Apparently several Bush advisors, including (and likely, especially) Cheney decided to "test the constitution" by using military troops to make arrests of a group of men suspected of working with Al Qaeda in 2002.
And hey! Everyone's favorite Justice Dept enablers John Yoo and Alberto Gonzalez are part of our cast of characters!
Some of the advisers to President George W. Bush, including Vice President Dick Cheney, argued that a president had the power to use the military on domestic soil to sweep up the terrorism suspects, who came to be known as the Lackawanna Six, and declare them enemy combatants.
Mr. Bush ultimately decided against the proposal to use military force.
A decision to dispatch troops into the streets to make arrests has few precedents in American history, as both the Constitution and subsequent laws restrict the military from being used to conduct domestic raids and seize property.
The Fourth Amendment bans “unreasonable” searches and seizures without probable cause. And the Posse Comitatus Act of 1878 generally prohibits the military from acting in a law enforcement capacity.
In the discussions, Mr. Cheney and others cited an Oct. 23, 2001, memorandum from the Justice Department that, using a broad interpretation of presidential authority, argued that the domestic use of the military against Al Qaeda would be legal because it served a national security, rather than a law enforcement, purpose.
“The president has ample constitutional and statutory authority to deploy the military against international or foreign terrorists operating within the United States,” the memorandum said.
The memorandum — written by the lawyers John C. Yoo and Robert J. Delahunty — was directed to Alberto R. Gonzales, then the White House counsel, who had asked the department about a president’s authority to use the military to combat terrorist activities in the United States.
The memorandum was declassified in March. But the White House debate about the Lackawanna group is the first evidence that top American officials, after the attacks of Sept. 11, 2001, actually considered using the document to justify deploying the military into an American town to make arrests.

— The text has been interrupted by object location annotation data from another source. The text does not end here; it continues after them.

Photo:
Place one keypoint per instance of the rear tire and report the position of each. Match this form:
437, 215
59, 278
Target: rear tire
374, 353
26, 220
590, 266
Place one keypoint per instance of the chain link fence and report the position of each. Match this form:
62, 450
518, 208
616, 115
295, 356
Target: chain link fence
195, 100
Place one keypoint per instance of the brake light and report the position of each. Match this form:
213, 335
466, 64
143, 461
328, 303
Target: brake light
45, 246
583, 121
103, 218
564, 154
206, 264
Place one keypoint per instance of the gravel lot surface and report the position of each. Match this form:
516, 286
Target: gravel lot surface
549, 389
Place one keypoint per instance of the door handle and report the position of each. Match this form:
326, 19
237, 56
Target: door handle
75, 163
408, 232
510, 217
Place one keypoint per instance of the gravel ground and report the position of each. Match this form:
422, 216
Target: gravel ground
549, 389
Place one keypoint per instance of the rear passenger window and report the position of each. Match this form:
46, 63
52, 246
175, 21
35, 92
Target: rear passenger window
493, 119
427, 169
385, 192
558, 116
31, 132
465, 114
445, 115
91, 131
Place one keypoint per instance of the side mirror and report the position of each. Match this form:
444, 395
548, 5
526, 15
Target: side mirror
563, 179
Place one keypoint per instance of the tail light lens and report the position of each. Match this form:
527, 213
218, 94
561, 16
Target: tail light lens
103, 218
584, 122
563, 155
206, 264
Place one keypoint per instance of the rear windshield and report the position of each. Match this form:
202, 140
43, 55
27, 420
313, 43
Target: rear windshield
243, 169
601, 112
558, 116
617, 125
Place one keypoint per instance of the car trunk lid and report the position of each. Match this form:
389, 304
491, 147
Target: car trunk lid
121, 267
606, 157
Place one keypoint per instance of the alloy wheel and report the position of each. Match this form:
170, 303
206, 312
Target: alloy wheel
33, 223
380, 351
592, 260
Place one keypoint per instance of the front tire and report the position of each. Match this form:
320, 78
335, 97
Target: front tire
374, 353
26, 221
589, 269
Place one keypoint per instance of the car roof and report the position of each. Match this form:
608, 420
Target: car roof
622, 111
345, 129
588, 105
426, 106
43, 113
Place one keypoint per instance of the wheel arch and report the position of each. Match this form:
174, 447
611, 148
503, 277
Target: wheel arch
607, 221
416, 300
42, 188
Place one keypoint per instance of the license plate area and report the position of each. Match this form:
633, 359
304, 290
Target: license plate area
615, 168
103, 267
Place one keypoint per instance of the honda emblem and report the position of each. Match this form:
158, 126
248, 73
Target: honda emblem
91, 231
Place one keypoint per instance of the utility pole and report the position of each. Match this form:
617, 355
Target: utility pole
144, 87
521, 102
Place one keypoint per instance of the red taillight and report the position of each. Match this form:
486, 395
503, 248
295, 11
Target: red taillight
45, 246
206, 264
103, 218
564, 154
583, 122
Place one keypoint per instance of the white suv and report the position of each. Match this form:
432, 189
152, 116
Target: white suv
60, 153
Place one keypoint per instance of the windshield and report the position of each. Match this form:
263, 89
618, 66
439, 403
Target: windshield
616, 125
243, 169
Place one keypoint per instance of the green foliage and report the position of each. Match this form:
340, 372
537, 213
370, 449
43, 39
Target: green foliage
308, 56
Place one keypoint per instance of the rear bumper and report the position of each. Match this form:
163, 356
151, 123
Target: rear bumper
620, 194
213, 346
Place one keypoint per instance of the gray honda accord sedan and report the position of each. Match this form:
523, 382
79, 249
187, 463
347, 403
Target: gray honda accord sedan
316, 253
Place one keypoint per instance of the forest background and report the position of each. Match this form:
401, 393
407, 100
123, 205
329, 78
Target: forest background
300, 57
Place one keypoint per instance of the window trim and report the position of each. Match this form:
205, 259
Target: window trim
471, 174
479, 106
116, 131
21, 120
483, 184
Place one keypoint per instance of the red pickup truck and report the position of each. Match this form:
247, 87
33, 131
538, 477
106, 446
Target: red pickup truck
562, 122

How do people take these individuals, look at what they did, and then say that the current administration is somehow the ones who are looking to abuse governmental power, and limit individual rights, and hate the Constitution?
While I'm not surprised at the attempts to abuse the rights and trample on the liberties of people by these parties, given their track record that keeps coming to light, the extent to which they were willing to go, and the lengths of near-totalitarianism they were willing to go to are frightening -- surpassed only by the horrifyingness of the people willing to turn a blind eye to their attempts in the name of ideology.